THE USE OF SIMILARITY MEASURES ON WORD LIST

ADEDIRAN SAMUEL OLUWOLE
Computer Science, Federal University of Agriculture, Abeokuta
January, 2015
Full text (external site)
 

Abstract

This proposed project refers to a general problem of having a particular word (pattern) which is
to be looked for amongst a variety of words in an established database. This was made possible
using the application of just three algorithms. So, the development of an application has been
made possible to search for words and get results that are similar to the word using these three
algorithms. They are Knutt-Morris-Pratt, Boyer-Moore and Jaro Winkler. The data sets used as
input to the three algorithms are word list of the same group of words which shows text and
pattern matching.

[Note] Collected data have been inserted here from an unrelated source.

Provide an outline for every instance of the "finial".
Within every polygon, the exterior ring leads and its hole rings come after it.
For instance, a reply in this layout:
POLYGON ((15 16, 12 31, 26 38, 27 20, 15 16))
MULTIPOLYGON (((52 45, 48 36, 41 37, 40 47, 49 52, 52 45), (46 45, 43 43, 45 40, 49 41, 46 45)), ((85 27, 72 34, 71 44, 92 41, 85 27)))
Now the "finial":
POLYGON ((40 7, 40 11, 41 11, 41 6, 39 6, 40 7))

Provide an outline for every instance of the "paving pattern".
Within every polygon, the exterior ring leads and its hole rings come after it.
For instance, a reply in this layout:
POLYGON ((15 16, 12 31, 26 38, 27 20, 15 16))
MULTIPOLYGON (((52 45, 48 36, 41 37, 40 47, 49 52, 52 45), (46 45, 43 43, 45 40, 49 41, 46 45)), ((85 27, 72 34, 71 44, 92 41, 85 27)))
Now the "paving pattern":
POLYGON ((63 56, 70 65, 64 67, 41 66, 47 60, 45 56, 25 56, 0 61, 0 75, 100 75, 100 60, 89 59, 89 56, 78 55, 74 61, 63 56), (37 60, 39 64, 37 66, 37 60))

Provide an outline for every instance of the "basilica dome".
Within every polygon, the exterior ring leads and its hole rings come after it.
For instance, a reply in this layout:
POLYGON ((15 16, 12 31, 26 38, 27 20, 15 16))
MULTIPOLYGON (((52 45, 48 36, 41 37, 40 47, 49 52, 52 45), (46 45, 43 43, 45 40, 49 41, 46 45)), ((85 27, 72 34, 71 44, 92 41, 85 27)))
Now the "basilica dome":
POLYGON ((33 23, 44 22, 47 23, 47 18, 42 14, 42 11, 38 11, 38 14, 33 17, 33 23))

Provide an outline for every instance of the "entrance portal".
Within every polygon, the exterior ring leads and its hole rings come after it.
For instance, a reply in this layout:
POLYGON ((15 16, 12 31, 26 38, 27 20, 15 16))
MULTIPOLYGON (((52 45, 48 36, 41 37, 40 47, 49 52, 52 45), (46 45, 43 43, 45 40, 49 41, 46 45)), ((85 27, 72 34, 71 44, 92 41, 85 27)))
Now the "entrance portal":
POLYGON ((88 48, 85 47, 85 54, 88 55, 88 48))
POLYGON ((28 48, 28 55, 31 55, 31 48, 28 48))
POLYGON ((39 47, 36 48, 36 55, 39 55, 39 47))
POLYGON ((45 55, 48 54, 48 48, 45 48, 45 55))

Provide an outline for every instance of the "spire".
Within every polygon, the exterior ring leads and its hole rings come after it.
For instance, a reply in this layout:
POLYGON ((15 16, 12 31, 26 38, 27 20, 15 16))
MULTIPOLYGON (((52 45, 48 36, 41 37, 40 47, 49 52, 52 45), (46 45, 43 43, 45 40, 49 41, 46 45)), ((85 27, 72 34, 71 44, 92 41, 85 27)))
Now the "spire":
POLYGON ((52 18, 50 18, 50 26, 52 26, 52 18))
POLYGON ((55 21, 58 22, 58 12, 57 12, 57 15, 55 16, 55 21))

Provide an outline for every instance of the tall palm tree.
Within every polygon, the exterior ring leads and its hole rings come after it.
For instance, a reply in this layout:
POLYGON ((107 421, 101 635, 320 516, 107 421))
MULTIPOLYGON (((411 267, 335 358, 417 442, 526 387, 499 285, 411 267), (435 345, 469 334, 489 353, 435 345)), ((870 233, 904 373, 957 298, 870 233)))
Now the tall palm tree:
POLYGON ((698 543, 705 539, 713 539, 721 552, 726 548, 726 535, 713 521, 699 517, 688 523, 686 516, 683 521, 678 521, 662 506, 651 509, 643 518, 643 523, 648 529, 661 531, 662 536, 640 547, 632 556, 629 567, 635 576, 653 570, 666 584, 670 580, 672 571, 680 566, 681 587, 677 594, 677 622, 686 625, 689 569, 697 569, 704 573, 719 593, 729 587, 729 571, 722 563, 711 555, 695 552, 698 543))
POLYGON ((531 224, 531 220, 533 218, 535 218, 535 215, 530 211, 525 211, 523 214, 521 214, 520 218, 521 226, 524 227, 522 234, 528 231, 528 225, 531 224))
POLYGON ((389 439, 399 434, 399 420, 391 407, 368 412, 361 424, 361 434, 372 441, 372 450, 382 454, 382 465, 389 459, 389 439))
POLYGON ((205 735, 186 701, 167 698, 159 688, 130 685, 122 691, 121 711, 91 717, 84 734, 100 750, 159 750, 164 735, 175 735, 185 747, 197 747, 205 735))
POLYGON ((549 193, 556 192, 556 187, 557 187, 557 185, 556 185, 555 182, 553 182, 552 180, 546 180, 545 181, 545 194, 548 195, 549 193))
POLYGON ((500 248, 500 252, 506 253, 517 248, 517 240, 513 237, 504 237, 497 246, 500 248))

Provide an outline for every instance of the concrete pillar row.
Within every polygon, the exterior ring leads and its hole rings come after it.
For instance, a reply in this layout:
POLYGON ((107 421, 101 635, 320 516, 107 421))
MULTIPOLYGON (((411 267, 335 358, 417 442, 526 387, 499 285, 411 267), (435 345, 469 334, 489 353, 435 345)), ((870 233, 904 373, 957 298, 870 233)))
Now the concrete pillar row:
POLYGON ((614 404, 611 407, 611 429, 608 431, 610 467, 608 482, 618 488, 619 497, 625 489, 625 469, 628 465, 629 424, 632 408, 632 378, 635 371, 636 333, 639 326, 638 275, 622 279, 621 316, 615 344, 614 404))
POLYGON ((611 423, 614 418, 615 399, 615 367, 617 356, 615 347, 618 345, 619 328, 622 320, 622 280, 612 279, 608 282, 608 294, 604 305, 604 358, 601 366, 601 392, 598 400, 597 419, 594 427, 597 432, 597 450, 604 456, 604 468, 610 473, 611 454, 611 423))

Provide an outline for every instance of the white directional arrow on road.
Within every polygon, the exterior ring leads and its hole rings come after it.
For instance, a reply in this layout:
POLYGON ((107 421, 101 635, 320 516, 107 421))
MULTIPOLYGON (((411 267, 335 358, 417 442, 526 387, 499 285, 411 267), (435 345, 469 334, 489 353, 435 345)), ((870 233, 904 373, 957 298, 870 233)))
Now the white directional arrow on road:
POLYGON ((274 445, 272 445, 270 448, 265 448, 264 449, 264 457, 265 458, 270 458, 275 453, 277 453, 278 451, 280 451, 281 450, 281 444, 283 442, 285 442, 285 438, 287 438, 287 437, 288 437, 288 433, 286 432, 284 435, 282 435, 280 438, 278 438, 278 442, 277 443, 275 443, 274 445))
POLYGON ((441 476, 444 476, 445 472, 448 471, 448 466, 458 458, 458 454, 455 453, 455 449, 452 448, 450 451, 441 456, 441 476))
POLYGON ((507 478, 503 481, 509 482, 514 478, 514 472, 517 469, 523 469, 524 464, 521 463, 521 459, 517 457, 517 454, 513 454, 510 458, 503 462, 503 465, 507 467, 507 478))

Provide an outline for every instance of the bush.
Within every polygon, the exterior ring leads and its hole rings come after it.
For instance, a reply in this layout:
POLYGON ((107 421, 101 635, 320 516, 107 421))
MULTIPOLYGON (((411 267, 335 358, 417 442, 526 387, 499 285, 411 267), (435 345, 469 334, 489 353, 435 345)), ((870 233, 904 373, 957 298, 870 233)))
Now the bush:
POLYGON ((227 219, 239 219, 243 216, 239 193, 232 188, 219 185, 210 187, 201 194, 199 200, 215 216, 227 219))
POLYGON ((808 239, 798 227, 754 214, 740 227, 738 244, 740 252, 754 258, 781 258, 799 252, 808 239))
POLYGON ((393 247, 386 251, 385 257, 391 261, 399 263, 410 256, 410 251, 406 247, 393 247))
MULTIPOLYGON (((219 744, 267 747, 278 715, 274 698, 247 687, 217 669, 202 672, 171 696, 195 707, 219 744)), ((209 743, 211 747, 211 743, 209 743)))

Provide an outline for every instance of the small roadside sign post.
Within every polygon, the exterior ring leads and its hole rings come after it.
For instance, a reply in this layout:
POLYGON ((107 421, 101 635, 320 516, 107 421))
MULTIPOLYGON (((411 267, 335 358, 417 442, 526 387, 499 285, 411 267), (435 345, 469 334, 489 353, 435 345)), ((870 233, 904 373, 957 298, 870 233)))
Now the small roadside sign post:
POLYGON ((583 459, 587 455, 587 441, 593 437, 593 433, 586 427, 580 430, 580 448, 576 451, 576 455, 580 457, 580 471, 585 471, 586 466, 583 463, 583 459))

KMP is the best to determine the nearest pattern matching compared to Boyer-
Moore and Jaro Winkler. It gives the highest similarity value followed by Boyer-Moore and Jaro
Winkler.These three algorithms work in their own different distinct ways to give out the result
needed as regards to the kind of pattern that is being looked for. These algorithms were
implemented and word lists as a group of words serve as input data. This kind of a scenario
resembles or is similar to the common dictionary that we have when looking for a
particular word. We can also say that this is similar to the way the series of famous search
engines that we have today like google work out.